Mas tudo não passará apenas de crenças?. Por exemplo o cronista, evidentemente entre outras "coisas" também acredita nos jogos. E, como tem evidenciado nas suas crónicas, pelo menos na juventude e infância, o Joel tem afirmado que praticou um dos vários ramos do cristianismo, o Prostestantismo.
Essa de afirmar que um jornalista não pode gostar de Tony Carreira ou um adulto não poder gostar de Harry Poter tem o seu quê de picaresco, ou nunca ouviu dizer que Gostos Não se Discutem?

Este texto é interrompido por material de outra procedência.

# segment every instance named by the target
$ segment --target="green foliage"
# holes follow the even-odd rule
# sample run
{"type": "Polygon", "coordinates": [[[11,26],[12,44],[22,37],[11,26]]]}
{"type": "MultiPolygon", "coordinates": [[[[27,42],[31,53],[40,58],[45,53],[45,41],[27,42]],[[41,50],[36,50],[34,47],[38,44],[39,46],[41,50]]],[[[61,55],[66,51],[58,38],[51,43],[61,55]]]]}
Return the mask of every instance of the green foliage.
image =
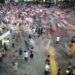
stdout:
{"type": "Polygon", "coordinates": [[[48,3],[51,3],[51,0],[47,0],[48,3]]]}
{"type": "Polygon", "coordinates": [[[0,0],[0,3],[4,3],[4,0],[0,0]]]}
{"type": "Polygon", "coordinates": [[[59,4],[62,9],[75,7],[75,3],[71,3],[71,2],[69,2],[69,3],[65,3],[65,2],[61,3],[60,2],[59,4]]]}

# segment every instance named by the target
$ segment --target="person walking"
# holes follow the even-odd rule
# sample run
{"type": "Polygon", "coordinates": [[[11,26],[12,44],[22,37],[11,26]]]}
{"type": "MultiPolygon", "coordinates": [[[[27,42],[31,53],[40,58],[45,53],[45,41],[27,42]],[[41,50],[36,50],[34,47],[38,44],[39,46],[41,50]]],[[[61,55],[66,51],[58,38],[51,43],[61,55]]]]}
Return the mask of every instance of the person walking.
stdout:
{"type": "Polygon", "coordinates": [[[65,70],[65,72],[66,72],[66,75],[69,75],[69,73],[70,73],[70,69],[67,68],[67,69],[65,70]]]}
{"type": "Polygon", "coordinates": [[[3,57],[2,57],[2,53],[0,52],[0,62],[2,62],[3,57]]]}
{"type": "Polygon", "coordinates": [[[12,43],[12,47],[13,47],[13,48],[15,47],[15,44],[14,44],[14,42],[12,43]]]}
{"type": "Polygon", "coordinates": [[[29,34],[29,39],[31,39],[32,37],[31,37],[31,35],[29,34]]]}
{"type": "Polygon", "coordinates": [[[19,55],[22,55],[22,53],[23,53],[23,51],[22,51],[22,49],[20,48],[20,49],[19,49],[19,55]]]}
{"type": "Polygon", "coordinates": [[[68,68],[71,70],[72,67],[73,67],[72,64],[69,62],[69,63],[68,63],[68,68]]]}
{"type": "Polygon", "coordinates": [[[62,75],[61,69],[58,69],[57,75],[62,75]]]}
{"type": "Polygon", "coordinates": [[[56,37],[56,44],[59,44],[59,42],[60,42],[60,37],[58,36],[56,37]]]}
{"type": "Polygon", "coordinates": [[[6,45],[6,43],[4,43],[4,50],[5,50],[5,51],[8,50],[8,49],[7,49],[7,45],[6,45]]]}
{"type": "Polygon", "coordinates": [[[24,59],[25,61],[28,61],[28,51],[24,51],[24,59]]]}
{"type": "Polygon", "coordinates": [[[49,73],[50,73],[50,67],[49,67],[49,64],[46,64],[45,65],[45,75],[49,75],[49,73]]]}
{"type": "Polygon", "coordinates": [[[74,75],[73,74],[73,69],[67,68],[66,69],[66,75],[74,75]]]}
{"type": "Polygon", "coordinates": [[[66,69],[66,75],[72,75],[72,64],[69,62],[68,67],[66,69]]]}
{"type": "Polygon", "coordinates": [[[73,75],[73,69],[70,70],[69,75],[73,75]]]}
{"type": "Polygon", "coordinates": [[[50,55],[47,56],[46,60],[45,60],[46,64],[50,64],[50,55]]]}
{"type": "Polygon", "coordinates": [[[30,58],[33,59],[33,57],[34,57],[33,51],[30,51],[30,58]]]}

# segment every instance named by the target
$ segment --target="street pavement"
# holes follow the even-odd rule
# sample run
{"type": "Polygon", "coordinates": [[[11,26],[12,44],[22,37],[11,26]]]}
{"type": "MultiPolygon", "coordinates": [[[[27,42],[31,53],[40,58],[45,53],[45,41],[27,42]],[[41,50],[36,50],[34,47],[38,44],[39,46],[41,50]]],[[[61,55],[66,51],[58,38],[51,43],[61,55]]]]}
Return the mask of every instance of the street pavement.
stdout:
{"type": "MultiPolygon", "coordinates": [[[[1,63],[1,72],[5,74],[1,74],[1,75],[24,75],[25,73],[27,75],[43,75],[44,74],[44,69],[45,69],[45,58],[47,55],[47,50],[46,50],[46,44],[48,43],[48,39],[47,38],[35,38],[35,47],[34,47],[34,58],[32,59],[28,59],[28,62],[25,62],[23,57],[19,57],[17,59],[19,66],[18,66],[18,70],[16,72],[14,72],[13,66],[11,64],[12,62],[12,56],[11,56],[11,52],[12,50],[19,50],[19,48],[22,48],[22,50],[26,49],[24,40],[26,40],[27,38],[25,38],[26,34],[24,35],[23,32],[20,33],[20,39],[21,42],[18,44],[18,46],[16,46],[15,48],[11,48],[8,52],[3,63],[1,63]]],[[[26,36],[27,37],[27,36],[26,36]]]]}

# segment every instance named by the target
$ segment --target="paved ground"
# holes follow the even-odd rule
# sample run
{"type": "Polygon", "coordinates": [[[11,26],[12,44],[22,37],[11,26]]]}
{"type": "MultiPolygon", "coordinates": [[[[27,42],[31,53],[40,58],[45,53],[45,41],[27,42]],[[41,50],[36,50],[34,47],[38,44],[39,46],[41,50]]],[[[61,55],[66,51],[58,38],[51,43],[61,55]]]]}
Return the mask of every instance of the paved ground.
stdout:
{"type": "MultiPolygon", "coordinates": [[[[17,49],[19,50],[19,48],[22,48],[23,50],[26,49],[24,40],[26,40],[26,34],[24,35],[23,32],[20,33],[20,39],[21,42],[19,43],[20,46],[13,48],[14,50],[17,49]]],[[[27,39],[28,40],[28,39],[27,39]]],[[[11,65],[11,61],[12,61],[12,57],[10,54],[10,56],[7,56],[4,58],[4,62],[1,63],[1,70],[3,70],[2,73],[6,72],[5,74],[1,74],[1,75],[24,75],[24,73],[27,73],[27,75],[43,75],[44,73],[44,68],[45,68],[45,58],[47,55],[47,51],[46,51],[46,43],[48,43],[48,39],[47,38],[35,38],[35,47],[34,47],[34,59],[31,60],[29,58],[29,61],[26,63],[24,61],[23,58],[19,58],[17,59],[18,63],[19,63],[19,67],[18,67],[18,71],[14,72],[13,71],[13,66],[11,65]]],[[[13,50],[11,49],[11,50],[13,50]]],[[[11,52],[8,51],[9,53],[11,52]]]]}

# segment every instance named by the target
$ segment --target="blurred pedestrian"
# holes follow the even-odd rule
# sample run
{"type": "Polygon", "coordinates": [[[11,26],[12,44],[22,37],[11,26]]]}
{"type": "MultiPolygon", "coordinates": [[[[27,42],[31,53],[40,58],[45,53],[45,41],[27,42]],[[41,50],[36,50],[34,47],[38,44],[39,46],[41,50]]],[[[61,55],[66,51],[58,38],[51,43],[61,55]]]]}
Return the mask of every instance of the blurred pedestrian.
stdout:
{"type": "Polygon", "coordinates": [[[32,37],[31,37],[31,35],[29,34],[29,39],[31,39],[32,37]]]}
{"type": "Polygon", "coordinates": [[[67,69],[65,70],[65,72],[66,72],[66,75],[69,75],[69,73],[70,73],[70,69],[67,68],[67,69]]]}
{"type": "Polygon", "coordinates": [[[62,75],[61,69],[58,69],[57,75],[62,75]]]}
{"type": "Polygon", "coordinates": [[[40,28],[37,28],[38,37],[40,37],[40,28]]]}
{"type": "Polygon", "coordinates": [[[59,42],[60,42],[60,37],[58,36],[56,37],[56,44],[59,44],[59,42]]]}
{"type": "Polygon", "coordinates": [[[68,63],[68,68],[71,70],[72,69],[72,64],[69,62],[68,63]]]}
{"type": "Polygon", "coordinates": [[[13,48],[15,47],[15,44],[14,44],[14,43],[12,43],[12,47],[13,47],[13,48]]]}
{"type": "Polygon", "coordinates": [[[30,51],[30,58],[33,59],[33,57],[34,57],[33,51],[30,51]]]}
{"type": "Polygon", "coordinates": [[[50,55],[47,56],[46,60],[45,60],[46,64],[50,64],[50,55]]]}
{"type": "Polygon", "coordinates": [[[73,75],[73,69],[67,68],[66,75],[73,75]]]}
{"type": "Polygon", "coordinates": [[[28,51],[24,51],[24,59],[25,61],[28,61],[28,51]]]}
{"type": "Polygon", "coordinates": [[[69,75],[73,75],[73,69],[70,70],[69,75]]]}
{"type": "Polygon", "coordinates": [[[49,64],[45,65],[45,73],[44,74],[45,75],[49,75],[50,74],[50,66],[49,66],[49,64]]]}
{"type": "Polygon", "coordinates": [[[66,75],[72,75],[72,70],[73,70],[72,68],[73,68],[72,64],[69,62],[68,67],[66,69],[66,75]]]}
{"type": "Polygon", "coordinates": [[[2,53],[0,52],[0,62],[3,61],[2,53]]]}
{"type": "Polygon", "coordinates": [[[22,55],[23,51],[22,48],[19,49],[19,55],[22,55]]]}
{"type": "Polygon", "coordinates": [[[7,45],[6,45],[6,43],[4,43],[4,50],[5,50],[5,51],[8,50],[8,49],[7,49],[7,45]]]}

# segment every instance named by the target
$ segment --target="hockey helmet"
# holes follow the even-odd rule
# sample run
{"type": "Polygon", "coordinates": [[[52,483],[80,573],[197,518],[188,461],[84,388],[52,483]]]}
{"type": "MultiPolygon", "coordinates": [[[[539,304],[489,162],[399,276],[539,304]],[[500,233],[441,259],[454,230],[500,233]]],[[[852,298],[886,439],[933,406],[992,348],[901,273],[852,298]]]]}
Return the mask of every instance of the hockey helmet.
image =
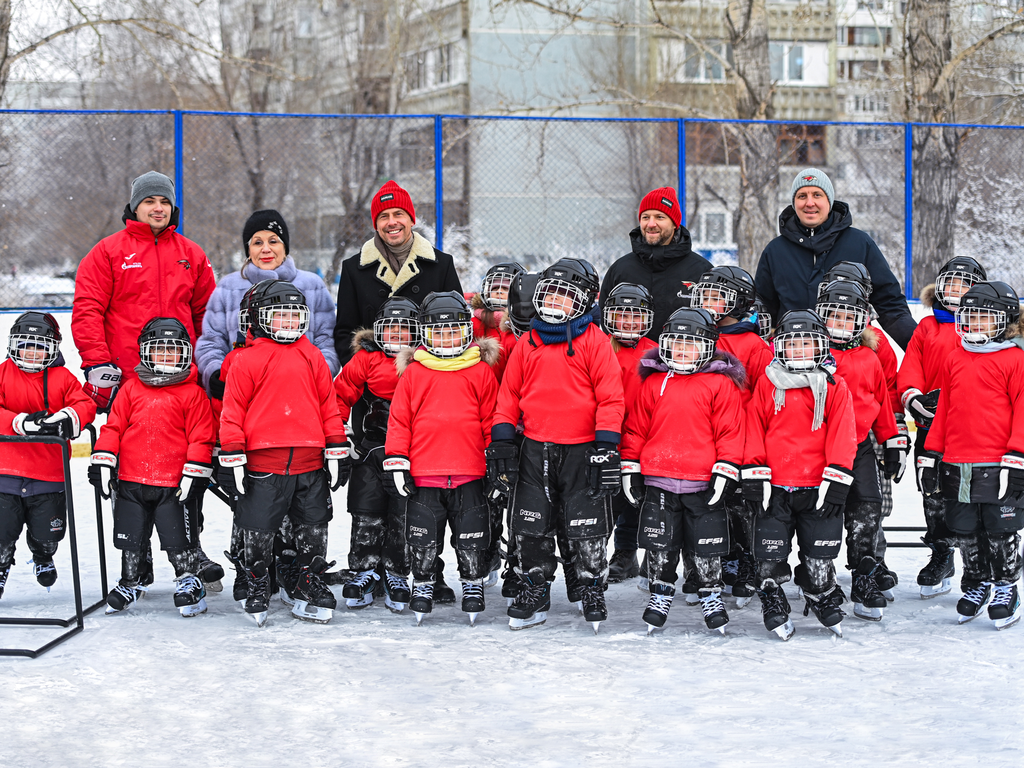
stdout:
{"type": "MultiPolygon", "coordinates": [[[[259,283],[256,283],[259,285],[259,283]]],[[[250,285],[249,290],[242,294],[242,299],[238,302],[238,335],[241,337],[240,341],[244,342],[245,337],[249,334],[249,299],[252,297],[252,292],[256,290],[256,285],[250,285]]]]}
{"type": "Polygon", "coordinates": [[[181,320],[154,317],[139,334],[139,360],[152,373],[184,373],[192,365],[192,340],[181,320]]]}
{"type": "Polygon", "coordinates": [[[480,289],[480,300],[491,311],[505,309],[508,306],[508,295],[512,290],[512,280],[526,268],[518,261],[503,261],[495,264],[484,275],[484,284],[480,289]],[[498,295],[495,295],[498,294],[498,295]],[[502,298],[501,294],[504,294],[502,298]]]}
{"type": "Polygon", "coordinates": [[[858,283],[864,289],[864,295],[871,296],[871,273],[863,264],[856,261],[840,261],[838,264],[833,264],[818,283],[818,295],[821,295],[829,283],[834,283],[836,280],[858,283]]]}
{"type": "Polygon", "coordinates": [[[541,272],[533,306],[544,322],[565,323],[590,311],[600,287],[589,261],[559,259],[541,272]]]}
{"type": "Polygon", "coordinates": [[[793,309],[775,329],[775,359],[791,371],[813,370],[829,358],[829,337],[816,312],[793,309]]]}
{"type": "Polygon", "coordinates": [[[715,354],[718,326],[705,309],[677,309],[658,336],[658,356],[675,373],[694,373],[715,354]]]}
{"type": "Polygon", "coordinates": [[[25,373],[38,373],[57,362],[60,327],[48,312],[25,312],[11,326],[7,354],[25,373]]]}
{"type": "Polygon", "coordinates": [[[739,267],[714,267],[701,275],[690,292],[690,306],[706,310],[718,322],[723,317],[742,320],[754,303],[754,279],[739,267]]]}
{"type": "Polygon", "coordinates": [[[818,296],[815,311],[832,341],[845,344],[864,333],[871,308],[860,283],[833,280],[818,296]]]}
{"type": "Polygon", "coordinates": [[[420,337],[435,357],[458,357],[473,343],[473,312],[458,291],[431,291],[420,306],[420,337]]]}
{"type": "Polygon", "coordinates": [[[960,298],[956,332],[966,344],[1002,341],[1006,329],[1020,320],[1017,292],[998,280],[976,283],[960,298]]]}
{"type": "Polygon", "coordinates": [[[388,357],[395,357],[402,347],[420,343],[420,308],[412,299],[393,296],[381,306],[373,321],[373,340],[388,357]]]}
{"type": "Polygon", "coordinates": [[[772,316],[764,306],[764,302],[755,298],[750,307],[757,313],[757,332],[762,339],[768,340],[772,335],[772,316]]]}
{"type": "Polygon", "coordinates": [[[309,330],[309,307],[302,291],[286,280],[263,280],[249,294],[253,336],[291,344],[309,330]]]}
{"type": "Polygon", "coordinates": [[[537,316],[533,294],[539,280],[539,272],[520,272],[512,280],[512,289],[508,292],[508,324],[516,336],[529,331],[530,321],[537,316]]]}
{"type": "Polygon", "coordinates": [[[654,297],[642,285],[619,283],[602,300],[602,319],[608,333],[636,346],[654,325],[654,297]]]}
{"type": "Polygon", "coordinates": [[[935,278],[935,298],[948,312],[956,312],[961,297],[976,283],[988,280],[988,273],[970,256],[950,259],[939,269],[935,278]]]}

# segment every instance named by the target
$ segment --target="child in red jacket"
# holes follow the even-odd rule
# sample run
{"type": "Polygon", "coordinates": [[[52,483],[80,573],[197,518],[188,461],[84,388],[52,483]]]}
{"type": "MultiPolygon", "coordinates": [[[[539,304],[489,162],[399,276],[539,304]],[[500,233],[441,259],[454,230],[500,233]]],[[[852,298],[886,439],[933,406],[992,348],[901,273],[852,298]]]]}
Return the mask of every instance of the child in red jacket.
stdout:
{"type": "Polygon", "coordinates": [[[526,268],[517,261],[495,264],[488,268],[484,275],[480,293],[466,297],[473,310],[473,338],[494,339],[501,345],[498,350],[498,361],[491,368],[498,384],[501,384],[501,377],[505,373],[505,365],[508,363],[505,341],[509,332],[504,327],[505,315],[508,311],[508,297],[516,276],[525,271],[526,268]]]}
{"type": "Polygon", "coordinates": [[[405,505],[387,492],[381,468],[388,413],[398,386],[395,358],[404,349],[419,346],[419,334],[416,303],[401,296],[388,299],[373,328],[356,331],[352,357],[334,379],[338,411],[352,432],[355,460],[348,484],[348,567],[353,575],[341,593],[349,608],[372,605],[374,587],[381,580],[388,608],[400,613],[409,603],[405,505]]]}
{"type": "Polygon", "coordinates": [[[754,557],[764,626],[793,634],[782,585],[796,533],[796,584],[808,610],[841,634],[845,597],[834,560],[843,540],[843,507],[857,451],[850,390],[834,376],[824,323],[809,310],[787,312],[775,334],[775,360],[747,404],[743,494],[754,504],[754,557]],[[770,483],[768,507],[764,485],[770,483]]]}
{"type": "MultiPolygon", "coordinates": [[[[544,270],[537,317],[505,368],[488,449],[488,479],[514,490],[512,535],[521,579],[509,626],[543,623],[555,576],[555,534],[564,531],[566,573],[580,582],[583,615],[597,631],[608,618],[604,589],[610,497],[619,490],[622,370],[593,324],[597,271],[582,259],[544,270]],[[521,449],[516,425],[523,420],[521,449]]],[[[568,583],[568,577],[566,579],[568,583]]]]}
{"type": "Polygon", "coordinates": [[[471,317],[457,292],[428,294],[419,314],[423,346],[406,349],[398,358],[400,378],[385,443],[385,488],[407,499],[413,578],[409,607],[417,624],[433,610],[446,523],[459,564],[462,610],[470,624],[484,610],[491,535],[484,450],[498,393],[491,371],[498,345],[493,339],[473,342],[471,317]]]}
{"type": "Polygon", "coordinates": [[[215,429],[210,400],[197,384],[192,343],[180,320],[156,317],[139,336],[138,378],[128,379],[100,431],[89,482],[114,504],[114,546],[121,579],[107,595],[118,613],[144,591],[139,570],[156,527],[174,566],[174,605],[182,616],[206,612],[199,573],[198,500],[213,472],[215,429]]]}
{"type": "Polygon", "coordinates": [[[896,482],[907,466],[907,437],[896,427],[885,373],[875,352],[878,337],[868,326],[871,310],[864,289],[852,281],[836,280],[818,296],[817,312],[828,329],[836,372],[850,389],[856,418],[857,455],[843,513],[846,567],[853,572],[850,600],[855,616],[880,621],[886,601],[893,599],[883,586],[895,586],[896,576],[886,567],[884,553],[877,550],[882,494],[871,437],[883,446],[885,477],[896,482]]]}
{"type": "MultiPolygon", "coordinates": [[[[11,326],[8,358],[0,363],[0,434],[78,437],[96,405],[60,356],[53,315],[26,312],[11,326]]],[[[36,581],[57,581],[53,555],[67,532],[64,462],[60,447],[0,443],[0,596],[27,528],[36,581]]]]}
{"type": "Polygon", "coordinates": [[[658,350],[641,361],[643,384],[622,435],[623,495],[643,501],[648,633],[665,625],[681,550],[692,563],[708,629],[724,633],[729,621],[721,598],[722,556],[729,552],[725,500],[739,487],[743,461],[744,371],[732,355],[716,353],[718,338],[704,310],[672,313],[658,350]]]}
{"type": "Polygon", "coordinates": [[[337,606],[322,579],[332,565],[325,559],[330,491],[351,470],[331,372],[304,335],[309,308],[291,283],[257,284],[249,323],[253,342],[238,351],[225,385],[219,457],[232,470],[227,490],[238,495],[245,550],[234,562],[246,574],[245,612],[257,626],[266,623],[274,533],[289,515],[297,556],[282,565],[292,615],[327,623],[337,606]]]}
{"type": "Polygon", "coordinates": [[[975,284],[960,299],[962,340],[945,362],[925,451],[921,487],[941,489],[957,536],[964,596],[960,623],[988,604],[996,629],[1020,621],[1020,529],[1024,527],[1024,325],[1017,292],[975,284]],[[991,602],[990,602],[991,601],[991,602]]]}

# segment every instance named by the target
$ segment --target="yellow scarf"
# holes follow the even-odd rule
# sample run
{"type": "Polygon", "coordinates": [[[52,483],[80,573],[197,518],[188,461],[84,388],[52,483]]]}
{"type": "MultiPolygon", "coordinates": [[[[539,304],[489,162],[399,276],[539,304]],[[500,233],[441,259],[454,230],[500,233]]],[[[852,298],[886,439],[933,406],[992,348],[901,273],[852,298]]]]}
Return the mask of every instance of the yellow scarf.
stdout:
{"type": "Polygon", "coordinates": [[[480,347],[473,344],[458,357],[434,357],[425,349],[417,349],[412,357],[432,371],[461,371],[480,362],[480,347]]]}

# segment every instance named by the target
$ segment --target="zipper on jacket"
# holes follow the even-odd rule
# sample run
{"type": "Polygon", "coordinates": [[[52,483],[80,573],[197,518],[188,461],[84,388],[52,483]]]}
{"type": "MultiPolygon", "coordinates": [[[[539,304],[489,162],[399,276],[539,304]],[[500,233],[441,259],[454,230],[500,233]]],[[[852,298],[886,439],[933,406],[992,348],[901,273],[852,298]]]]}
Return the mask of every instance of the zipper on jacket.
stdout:
{"type": "Polygon", "coordinates": [[[448,475],[448,485],[446,487],[447,488],[451,488],[452,487],[452,476],[451,475],[448,475]]]}
{"type": "Polygon", "coordinates": [[[284,473],[286,475],[290,475],[291,474],[292,456],[293,455],[295,455],[295,449],[294,448],[289,448],[288,449],[288,463],[284,465],[284,473]]]}

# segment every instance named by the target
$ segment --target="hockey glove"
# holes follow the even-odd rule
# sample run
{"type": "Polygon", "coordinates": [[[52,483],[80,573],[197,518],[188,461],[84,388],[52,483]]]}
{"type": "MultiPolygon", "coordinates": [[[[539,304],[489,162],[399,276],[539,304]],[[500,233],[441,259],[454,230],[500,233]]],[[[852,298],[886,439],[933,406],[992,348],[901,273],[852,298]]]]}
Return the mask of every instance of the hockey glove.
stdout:
{"type": "Polygon", "coordinates": [[[882,448],[882,474],[886,479],[898,483],[907,471],[907,455],[910,442],[905,435],[890,437],[882,448]]]}
{"type": "Polygon", "coordinates": [[[846,495],[852,484],[853,473],[850,470],[829,464],[821,473],[817,510],[825,517],[842,515],[846,508],[846,495]]]}
{"type": "Polygon", "coordinates": [[[639,507],[644,498],[644,476],[639,461],[622,462],[622,495],[634,507],[639,507]]]}
{"type": "Polygon", "coordinates": [[[896,434],[907,438],[907,442],[910,442],[910,430],[907,429],[907,417],[902,413],[894,413],[893,418],[896,419],[896,434]]]}
{"type": "Polygon", "coordinates": [[[191,504],[206,493],[213,476],[213,465],[202,462],[185,462],[181,470],[181,482],[178,483],[178,499],[182,504],[191,504]]]}
{"type": "Polygon", "coordinates": [[[939,463],[942,456],[935,451],[925,451],[917,457],[917,485],[925,496],[939,492],[939,463]]]}
{"type": "Polygon", "coordinates": [[[78,422],[74,408],[61,408],[53,416],[43,419],[39,425],[39,434],[74,440],[82,434],[82,425],[78,422]]]}
{"type": "Polygon", "coordinates": [[[207,389],[214,400],[224,399],[224,382],[220,380],[219,368],[210,375],[210,386],[207,389]]]}
{"type": "Polygon", "coordinates": [[[384,459],[384,490],[392,496],[407,499],[416,493],[412,480],[412,465],[405,456],[387,456],[384,459]]]}
{"type": "Polygon", "coordinates": [[[89,483],[100,492],[100,496],[109,499],[117,493],[117,456],[106,451],[98,451],[89,462],[89,483]]]}
{"type": "Polygon", "coordinates": [[[245,451],[221,451],[217,461],[230,472],[221,472],[220,481],[229,496],[245,495],[245,451]]]}
{"type": "Polygon", "coordinates": [[[14,421],[11,422],[11,429],[14,430],[14,434],[22,435],[23,437],[38,435],[40,434],[40,425],[47,416],[49,414],[46,411],[19,413],[14,417],[14,421]]]}
{"type": "Polygon", "coordinates": [[[999,462],[999,500],[1016,505],[1024,498],[1024,453],[1010,451],[999,462]]]}
{"type": "Polygon", "coordinates": [[[487,486],[490,497],[508,496],[519,481],[519,451],[511,440],[492,440],[487,457],[487,486]]]}
{"type": "Polygon", "coordinates": [[[595,443],[587,451],[587,476],[590,479],[590,497],[602,499],[614,496],[622,485],[622,460],[613,443],[595,443]]]}
{"type": "Polygon", "coordinates": [[[331,490],[336,491],[352,477],[352,457],[348,443],[330,443],[324,448],[324,469],[331,478],[331,490]]]}
{"type": "Polygon", "coordinates": [[[772,495],[772,470],[762,465],[748,465],[740,473],[743,500],[754,508],[758,516],[768,511],[772,495]]]}
{"type": "Polygon", "coordinates": [[[85,369],[85,394],[96,403],[97,413],[110,413],[110,405],[121,385],[121,369],[113,363],[90,365],[85,369]]]}
{"type": "Polygon", "coordinates": [[[740,468],[732,462],[716,461],[711,468],[711,494],[708,496],[708,506],[717,507],[725,499],[736,493],[736,486],[740,483],[740,468]]]}
{"type": "Polygon", "coordinates": [[[939,390],[933,389],[927,395],[919,389],[908,389],[903,393],[903,407],[919,427],[930,429],[935,409],[939,405],[939,390]]]}

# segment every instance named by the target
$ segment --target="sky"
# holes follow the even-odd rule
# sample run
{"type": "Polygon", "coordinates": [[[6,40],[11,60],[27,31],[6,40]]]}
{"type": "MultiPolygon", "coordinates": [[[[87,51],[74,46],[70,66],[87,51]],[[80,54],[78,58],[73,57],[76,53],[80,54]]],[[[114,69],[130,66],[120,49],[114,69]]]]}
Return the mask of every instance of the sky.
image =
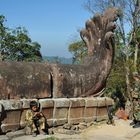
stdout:
{"type": "Polygon", "coordinates": [[[79,37],[91,14],[86,0],[0,0],[6,26],[25,27],[32,41],[41,44],[43,56],[72,57],[68,45],[79,37]]]}

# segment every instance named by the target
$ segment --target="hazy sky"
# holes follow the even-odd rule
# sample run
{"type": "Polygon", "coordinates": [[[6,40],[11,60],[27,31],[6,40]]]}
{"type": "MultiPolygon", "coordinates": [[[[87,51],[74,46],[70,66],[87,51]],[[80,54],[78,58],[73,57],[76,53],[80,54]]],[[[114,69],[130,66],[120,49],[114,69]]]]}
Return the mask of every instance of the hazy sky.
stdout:
{"type": "Polygon", "coordinates": [[[0,0],[0,14],[8,27],[25,27],[32,41],[41,44],[43,55],[71,57],[68,45],[91,17],[84,9],[85,1],[0,0]]]}

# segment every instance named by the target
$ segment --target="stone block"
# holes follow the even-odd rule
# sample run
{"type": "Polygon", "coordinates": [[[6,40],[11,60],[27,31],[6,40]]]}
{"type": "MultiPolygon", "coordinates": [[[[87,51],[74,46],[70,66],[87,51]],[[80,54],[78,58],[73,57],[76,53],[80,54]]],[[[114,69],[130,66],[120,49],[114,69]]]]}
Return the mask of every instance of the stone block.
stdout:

De Maria Lino a 5 de Dezembro de 2010 às 17:58
Pois eu cá acho que não é uma questão de fé, é uma questão de alienação... as pessoas adultas, umas com mais maturidade que outras, sentem-se bem alienadas do quotidiano, do trabalho, dos problemas e precisam de outras formas de estar e de ser para se sentirem bem, pensando assim serem mais felizes...e nesta matéria, gostos não se discutem..., é uma questão de uns se identificarem mais com um ídolo ou um prazer que com outro...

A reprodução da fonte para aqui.